Dans le rapport annuel de l’organisation internationale OXFAM, on y apprend que le nombre de milliardaires n’a jamais été aussi élevé, mais aussi que le travail non rémunéré, principalement effectué par des femmes, atteindrait 10 000 milliards de dollars s’il était évalué financièrement, soit 43 fois le chiffre d’affaires d’Apple.

Des inégalités qui persistent

Du 22 au 25 janvier dernier se tenait à Davos, en Suisse, le traditionnel Forum économique mondial, lors duquel se croisent les PDGs de multinationales et de nombreux chefs d’État, dont notamment le premier ministre du Québec François Legault. C’est toujours à cette période que l’organisation internationale OXFAM publie son rapport annuel sur les inégalités. Malheureusement, ce n’est pas cette année que les inégalités commenceront à s’estomper.

Ainsi, le nombre de milliardaires n’a jamais été aussi élevé. Depuis la crise économique de 2008, soit en à peine plus de 10 ans, leur nombre a doublé. Et les richesses sont de moins en moins bien réparties: alors qu’en 2017 ils étaient 43 personnes à détenir autant que les 50 % les plus pauvres de planète, ils n’étaient plus que 26 en 2018, à posséder autant que quelque 3,8 milliards d’individus.

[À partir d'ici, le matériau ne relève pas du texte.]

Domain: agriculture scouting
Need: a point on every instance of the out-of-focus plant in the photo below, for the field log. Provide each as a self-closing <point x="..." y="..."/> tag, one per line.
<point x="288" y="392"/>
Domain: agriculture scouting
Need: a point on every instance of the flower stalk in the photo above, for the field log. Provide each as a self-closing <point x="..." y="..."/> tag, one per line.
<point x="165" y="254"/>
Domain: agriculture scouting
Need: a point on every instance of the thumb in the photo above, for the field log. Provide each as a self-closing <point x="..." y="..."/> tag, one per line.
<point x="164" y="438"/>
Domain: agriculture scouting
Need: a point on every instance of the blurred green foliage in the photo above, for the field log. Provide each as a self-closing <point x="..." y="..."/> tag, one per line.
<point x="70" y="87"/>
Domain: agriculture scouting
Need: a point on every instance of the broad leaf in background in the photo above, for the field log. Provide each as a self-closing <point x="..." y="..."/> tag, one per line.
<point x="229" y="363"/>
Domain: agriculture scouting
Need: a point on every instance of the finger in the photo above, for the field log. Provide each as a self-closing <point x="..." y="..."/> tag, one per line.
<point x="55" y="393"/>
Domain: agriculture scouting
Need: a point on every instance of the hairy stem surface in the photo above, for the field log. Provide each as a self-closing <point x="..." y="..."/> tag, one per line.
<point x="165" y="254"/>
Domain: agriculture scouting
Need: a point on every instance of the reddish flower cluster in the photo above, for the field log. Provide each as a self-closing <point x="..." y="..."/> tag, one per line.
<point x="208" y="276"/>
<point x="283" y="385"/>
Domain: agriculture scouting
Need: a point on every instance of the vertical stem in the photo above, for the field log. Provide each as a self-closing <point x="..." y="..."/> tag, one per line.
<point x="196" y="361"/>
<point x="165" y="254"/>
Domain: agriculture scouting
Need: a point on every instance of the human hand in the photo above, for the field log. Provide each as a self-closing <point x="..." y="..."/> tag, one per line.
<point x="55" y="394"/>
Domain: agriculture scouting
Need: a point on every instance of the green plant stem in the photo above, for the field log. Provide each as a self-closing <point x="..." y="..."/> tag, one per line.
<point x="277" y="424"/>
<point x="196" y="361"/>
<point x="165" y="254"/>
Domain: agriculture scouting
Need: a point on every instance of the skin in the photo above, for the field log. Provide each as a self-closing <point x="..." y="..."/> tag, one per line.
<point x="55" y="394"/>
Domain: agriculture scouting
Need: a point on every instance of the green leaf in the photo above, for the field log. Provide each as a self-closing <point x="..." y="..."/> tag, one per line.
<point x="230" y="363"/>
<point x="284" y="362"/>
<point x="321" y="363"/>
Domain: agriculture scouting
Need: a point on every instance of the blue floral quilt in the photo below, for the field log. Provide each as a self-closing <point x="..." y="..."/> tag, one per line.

Alors que ces derniers luttent simplement pour leur survie et celle de leurs familles, Jeff Bezos, patron d’Amazon et homme le plus riche de la Terre avec une fortune estimée à 112 milliards de dollars, déclare vouloir investir dans les voyages spatiaux, ne sachant plus où dépenser son argent.

Pourtant, 1 % de son patrimoine financier égalise le budget de la santé en Éthiopie.

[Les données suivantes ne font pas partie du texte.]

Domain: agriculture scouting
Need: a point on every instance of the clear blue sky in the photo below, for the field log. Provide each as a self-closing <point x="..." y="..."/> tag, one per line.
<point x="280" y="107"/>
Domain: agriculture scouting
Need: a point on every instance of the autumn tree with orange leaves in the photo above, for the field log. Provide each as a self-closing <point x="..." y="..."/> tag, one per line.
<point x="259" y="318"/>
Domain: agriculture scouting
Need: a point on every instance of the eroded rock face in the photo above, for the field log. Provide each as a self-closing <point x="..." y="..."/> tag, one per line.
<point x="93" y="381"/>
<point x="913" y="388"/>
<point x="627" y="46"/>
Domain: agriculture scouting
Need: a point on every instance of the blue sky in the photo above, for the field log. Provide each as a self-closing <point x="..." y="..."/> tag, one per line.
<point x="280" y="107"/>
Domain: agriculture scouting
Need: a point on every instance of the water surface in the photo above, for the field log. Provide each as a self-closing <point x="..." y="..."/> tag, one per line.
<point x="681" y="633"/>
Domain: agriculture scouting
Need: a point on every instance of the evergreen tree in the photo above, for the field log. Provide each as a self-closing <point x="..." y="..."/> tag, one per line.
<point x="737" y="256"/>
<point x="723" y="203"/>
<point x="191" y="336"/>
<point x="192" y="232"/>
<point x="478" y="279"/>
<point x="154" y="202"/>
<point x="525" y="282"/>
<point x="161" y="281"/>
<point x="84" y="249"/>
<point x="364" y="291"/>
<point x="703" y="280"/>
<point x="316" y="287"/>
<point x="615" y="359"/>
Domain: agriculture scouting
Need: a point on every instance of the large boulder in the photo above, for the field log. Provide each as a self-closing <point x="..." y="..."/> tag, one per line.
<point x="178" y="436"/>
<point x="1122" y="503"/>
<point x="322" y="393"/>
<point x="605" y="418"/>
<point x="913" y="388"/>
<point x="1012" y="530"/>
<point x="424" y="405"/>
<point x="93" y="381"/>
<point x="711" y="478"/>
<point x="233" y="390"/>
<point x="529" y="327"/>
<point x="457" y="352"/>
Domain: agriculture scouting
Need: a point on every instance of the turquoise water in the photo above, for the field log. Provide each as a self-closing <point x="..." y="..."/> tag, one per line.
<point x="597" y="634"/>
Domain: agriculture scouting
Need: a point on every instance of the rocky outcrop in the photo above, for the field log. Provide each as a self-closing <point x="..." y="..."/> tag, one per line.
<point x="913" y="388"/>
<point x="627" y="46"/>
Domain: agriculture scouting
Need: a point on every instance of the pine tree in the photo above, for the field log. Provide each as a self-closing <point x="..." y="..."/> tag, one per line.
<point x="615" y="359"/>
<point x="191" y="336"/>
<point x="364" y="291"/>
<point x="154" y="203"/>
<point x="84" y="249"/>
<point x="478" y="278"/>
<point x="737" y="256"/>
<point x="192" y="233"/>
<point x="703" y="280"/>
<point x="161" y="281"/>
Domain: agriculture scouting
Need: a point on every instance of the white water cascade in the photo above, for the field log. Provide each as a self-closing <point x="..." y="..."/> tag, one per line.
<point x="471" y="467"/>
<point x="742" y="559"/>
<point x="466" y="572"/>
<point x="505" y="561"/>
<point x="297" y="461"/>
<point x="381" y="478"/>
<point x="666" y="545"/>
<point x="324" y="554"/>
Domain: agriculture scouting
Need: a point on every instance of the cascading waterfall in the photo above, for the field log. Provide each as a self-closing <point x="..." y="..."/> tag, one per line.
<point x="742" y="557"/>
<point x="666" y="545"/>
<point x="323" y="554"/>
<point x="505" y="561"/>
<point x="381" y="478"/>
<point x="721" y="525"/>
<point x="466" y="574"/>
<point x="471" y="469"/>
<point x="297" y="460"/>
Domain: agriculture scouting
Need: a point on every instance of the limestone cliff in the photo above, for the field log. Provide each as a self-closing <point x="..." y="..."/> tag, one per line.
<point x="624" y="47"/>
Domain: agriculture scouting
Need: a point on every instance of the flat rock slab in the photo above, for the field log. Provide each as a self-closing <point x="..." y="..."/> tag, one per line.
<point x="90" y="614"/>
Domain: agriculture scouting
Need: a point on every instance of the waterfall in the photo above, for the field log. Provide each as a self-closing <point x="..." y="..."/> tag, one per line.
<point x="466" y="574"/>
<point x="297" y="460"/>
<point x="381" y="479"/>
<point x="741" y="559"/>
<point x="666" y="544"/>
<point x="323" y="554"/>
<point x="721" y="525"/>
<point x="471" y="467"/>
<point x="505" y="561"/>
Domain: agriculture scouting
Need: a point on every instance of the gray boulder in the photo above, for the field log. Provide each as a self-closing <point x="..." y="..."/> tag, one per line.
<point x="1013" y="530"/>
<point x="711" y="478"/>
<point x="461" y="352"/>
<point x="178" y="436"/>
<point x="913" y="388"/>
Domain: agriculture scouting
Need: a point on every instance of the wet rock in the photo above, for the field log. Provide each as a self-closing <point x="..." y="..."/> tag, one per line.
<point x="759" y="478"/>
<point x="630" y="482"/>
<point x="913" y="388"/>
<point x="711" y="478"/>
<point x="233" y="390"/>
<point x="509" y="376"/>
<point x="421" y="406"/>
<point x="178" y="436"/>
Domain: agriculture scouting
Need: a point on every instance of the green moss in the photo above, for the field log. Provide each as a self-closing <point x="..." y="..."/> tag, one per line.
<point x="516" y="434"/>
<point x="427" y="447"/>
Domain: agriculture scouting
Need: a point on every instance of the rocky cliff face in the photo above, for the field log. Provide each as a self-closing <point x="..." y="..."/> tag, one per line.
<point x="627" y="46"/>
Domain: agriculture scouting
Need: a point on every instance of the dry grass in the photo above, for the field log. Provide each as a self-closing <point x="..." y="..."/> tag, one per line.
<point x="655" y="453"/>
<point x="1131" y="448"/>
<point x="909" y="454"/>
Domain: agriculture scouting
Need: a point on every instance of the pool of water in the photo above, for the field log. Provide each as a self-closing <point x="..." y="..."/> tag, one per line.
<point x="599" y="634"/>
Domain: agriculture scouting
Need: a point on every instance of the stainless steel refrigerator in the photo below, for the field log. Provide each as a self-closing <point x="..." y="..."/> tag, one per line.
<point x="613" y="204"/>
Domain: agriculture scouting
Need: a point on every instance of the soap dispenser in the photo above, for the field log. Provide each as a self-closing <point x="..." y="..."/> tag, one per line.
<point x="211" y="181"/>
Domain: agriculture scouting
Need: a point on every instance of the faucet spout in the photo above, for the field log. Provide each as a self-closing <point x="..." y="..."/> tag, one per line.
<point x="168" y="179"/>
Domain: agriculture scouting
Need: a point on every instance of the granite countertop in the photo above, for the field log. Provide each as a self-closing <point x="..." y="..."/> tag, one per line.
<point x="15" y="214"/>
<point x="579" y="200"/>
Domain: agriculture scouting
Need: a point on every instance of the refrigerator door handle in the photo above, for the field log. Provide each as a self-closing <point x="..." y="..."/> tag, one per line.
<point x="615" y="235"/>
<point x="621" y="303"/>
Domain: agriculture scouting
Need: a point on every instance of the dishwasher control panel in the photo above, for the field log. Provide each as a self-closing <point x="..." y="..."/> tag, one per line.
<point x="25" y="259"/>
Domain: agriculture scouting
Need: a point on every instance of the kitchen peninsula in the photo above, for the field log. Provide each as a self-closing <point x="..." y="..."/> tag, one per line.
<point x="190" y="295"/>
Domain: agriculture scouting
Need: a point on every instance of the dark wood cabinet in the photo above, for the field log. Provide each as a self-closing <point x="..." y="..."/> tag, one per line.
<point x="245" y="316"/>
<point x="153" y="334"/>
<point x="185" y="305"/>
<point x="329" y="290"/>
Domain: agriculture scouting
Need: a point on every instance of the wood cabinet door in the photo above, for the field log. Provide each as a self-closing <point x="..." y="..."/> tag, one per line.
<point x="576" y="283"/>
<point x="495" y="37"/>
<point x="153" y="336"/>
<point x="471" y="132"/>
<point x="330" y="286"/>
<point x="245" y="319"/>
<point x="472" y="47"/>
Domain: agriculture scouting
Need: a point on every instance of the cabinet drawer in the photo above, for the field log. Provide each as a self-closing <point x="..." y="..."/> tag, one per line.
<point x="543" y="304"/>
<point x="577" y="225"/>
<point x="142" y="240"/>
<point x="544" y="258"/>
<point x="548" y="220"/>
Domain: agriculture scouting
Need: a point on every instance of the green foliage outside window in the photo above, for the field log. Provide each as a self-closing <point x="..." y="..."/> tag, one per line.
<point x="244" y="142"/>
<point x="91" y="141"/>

UN PARTAGE ET UNE REDISTRIBUTION DES RICHESSES NÉCESSAIRES

Selon le rapport publié par OXFAM, les impôts qui visent les populations les plus aisées, comme les impôts sur la fortune ou sur les successions, tendent à être réduits ou supprimés dans de nombreux pays dits riches, tandis qu’ils sont peu mis en œuvre dans les pays en développement. Pourtant, le Fonds monétaire international (FMI) a déjà commencé, il y a quelques années, à remettre en question la «théorie du ruissellement», qui se base sur l’idée que de l’argent donné aux riches sera automatiquement réinjecté dans l’économie.

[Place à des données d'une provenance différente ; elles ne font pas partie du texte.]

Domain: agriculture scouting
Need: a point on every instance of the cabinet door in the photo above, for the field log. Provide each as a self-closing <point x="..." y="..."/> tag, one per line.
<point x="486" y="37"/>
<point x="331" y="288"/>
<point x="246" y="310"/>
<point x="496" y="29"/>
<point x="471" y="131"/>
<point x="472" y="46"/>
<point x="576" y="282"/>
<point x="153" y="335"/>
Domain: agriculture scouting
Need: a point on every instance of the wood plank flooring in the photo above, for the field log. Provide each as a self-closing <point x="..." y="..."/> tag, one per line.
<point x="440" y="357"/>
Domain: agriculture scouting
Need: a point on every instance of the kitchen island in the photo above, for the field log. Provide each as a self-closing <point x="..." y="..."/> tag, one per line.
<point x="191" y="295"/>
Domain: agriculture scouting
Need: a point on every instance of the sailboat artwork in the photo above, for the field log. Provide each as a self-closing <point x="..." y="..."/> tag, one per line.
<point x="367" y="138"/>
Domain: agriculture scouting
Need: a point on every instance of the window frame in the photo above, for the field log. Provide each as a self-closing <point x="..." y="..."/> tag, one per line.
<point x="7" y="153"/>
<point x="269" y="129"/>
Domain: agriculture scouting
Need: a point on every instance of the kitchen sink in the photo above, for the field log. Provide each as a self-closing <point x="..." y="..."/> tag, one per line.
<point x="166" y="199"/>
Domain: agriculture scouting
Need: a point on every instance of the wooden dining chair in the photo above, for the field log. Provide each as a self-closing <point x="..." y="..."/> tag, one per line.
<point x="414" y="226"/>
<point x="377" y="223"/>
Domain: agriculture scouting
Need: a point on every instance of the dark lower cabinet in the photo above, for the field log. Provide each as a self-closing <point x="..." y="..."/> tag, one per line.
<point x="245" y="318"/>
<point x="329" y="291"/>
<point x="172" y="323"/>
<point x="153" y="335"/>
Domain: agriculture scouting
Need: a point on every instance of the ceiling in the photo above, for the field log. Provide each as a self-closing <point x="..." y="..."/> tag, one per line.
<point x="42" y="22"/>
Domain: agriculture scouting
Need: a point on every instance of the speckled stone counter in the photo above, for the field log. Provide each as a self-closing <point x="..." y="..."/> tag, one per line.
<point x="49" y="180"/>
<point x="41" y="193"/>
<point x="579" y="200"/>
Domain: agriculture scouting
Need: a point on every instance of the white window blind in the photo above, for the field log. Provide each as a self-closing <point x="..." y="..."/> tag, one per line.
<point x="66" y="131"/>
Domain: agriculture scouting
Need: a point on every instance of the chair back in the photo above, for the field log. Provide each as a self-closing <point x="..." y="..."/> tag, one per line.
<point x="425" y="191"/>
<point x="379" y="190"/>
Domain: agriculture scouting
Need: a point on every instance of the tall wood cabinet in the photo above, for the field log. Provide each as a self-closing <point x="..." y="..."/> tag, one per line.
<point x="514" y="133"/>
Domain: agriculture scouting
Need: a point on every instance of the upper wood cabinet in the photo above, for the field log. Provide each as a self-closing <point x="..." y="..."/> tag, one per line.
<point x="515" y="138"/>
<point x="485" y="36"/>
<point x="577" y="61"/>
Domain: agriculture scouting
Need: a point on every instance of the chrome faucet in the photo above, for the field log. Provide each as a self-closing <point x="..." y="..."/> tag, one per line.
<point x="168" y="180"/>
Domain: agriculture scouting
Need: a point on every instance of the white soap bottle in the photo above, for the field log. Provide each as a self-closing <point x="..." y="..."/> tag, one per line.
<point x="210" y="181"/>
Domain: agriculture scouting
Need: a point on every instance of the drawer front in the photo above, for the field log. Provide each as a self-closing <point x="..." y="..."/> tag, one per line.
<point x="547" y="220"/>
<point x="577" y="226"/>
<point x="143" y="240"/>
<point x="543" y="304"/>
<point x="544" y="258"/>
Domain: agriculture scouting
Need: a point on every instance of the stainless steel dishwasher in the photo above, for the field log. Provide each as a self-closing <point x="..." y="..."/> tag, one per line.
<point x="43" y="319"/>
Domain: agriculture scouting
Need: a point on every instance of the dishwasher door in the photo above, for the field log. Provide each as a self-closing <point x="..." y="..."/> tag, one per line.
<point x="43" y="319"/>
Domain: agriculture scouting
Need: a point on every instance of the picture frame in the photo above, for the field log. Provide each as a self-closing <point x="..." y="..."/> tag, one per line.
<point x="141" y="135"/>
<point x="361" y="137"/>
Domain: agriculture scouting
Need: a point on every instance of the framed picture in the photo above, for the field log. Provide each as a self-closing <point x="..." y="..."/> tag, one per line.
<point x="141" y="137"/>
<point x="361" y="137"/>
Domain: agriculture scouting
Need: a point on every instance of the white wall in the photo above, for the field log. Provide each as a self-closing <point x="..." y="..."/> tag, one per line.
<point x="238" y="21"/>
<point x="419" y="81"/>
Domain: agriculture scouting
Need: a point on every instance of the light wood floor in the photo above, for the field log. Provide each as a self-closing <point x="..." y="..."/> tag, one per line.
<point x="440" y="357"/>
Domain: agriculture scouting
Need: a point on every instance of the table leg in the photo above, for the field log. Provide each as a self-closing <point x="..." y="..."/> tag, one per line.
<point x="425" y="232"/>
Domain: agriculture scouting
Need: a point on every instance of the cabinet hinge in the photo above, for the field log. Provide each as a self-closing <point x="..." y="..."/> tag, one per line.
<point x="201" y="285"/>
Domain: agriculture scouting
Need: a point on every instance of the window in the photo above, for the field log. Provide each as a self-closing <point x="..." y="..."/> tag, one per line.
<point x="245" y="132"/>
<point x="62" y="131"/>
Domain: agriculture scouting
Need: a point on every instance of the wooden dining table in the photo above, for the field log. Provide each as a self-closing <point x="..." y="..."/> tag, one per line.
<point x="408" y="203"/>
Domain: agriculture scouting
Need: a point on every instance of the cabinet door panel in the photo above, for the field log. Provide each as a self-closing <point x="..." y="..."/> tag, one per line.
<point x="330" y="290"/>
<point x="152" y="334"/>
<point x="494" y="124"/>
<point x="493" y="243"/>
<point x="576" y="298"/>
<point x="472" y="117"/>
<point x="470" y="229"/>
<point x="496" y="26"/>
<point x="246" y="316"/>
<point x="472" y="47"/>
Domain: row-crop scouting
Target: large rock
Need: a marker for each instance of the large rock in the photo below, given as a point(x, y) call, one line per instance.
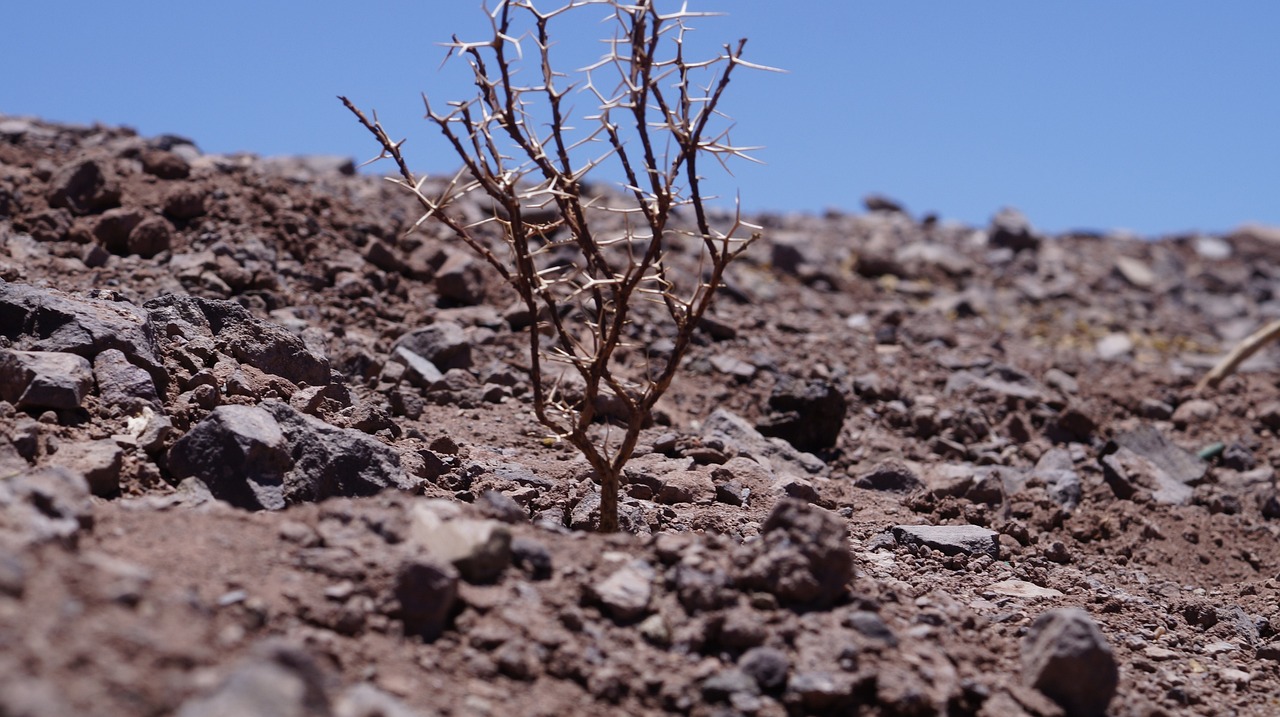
point(83, 187)
point(1066, 657)
point(240, 452)
point(801, 557)
point(330, 461)
point(277, 681)
point(99, 461)
point(775, 455)
point(263, 345)
point(424, 594)
point(270, 456)
point(122, 384)
point(48, 505)
point(36, 319)
point(805, 414)
point(951, 539)
point(1144, 460)
point(443, 343)
point(479, 548)
point(45, 379)
point(625, 594)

L’organisation internationale de lutte contre la pauvreté va dans le même sens et met de l’avant l’importance des impôts dans la redistribution des richesses, essentiels pour une société égalitaire. Ainsi, l’argent collecté en augmentant de 0,5% les impôts qui concernent les 1% les plus riches permettrait ainsi de financer la scolarisation des enfants qui n’ont pas accès à l’école et de sauver la vie de 3,3 millions de personnes en leur permettant d’accéder aux soins.

Pourtant, alors que les GAFAM (Google, Amazon, Facebook, Apple, Microsoft) ont permis à leurs patrons – et leurs actionnaires – d’engranger des mannes colossales, cela n’empêche pas ces entreprises de s’affranchir de payer leurs impôts, et cela de façon légale, c’est-à-dire avec le soutien de nos politiques fiscales.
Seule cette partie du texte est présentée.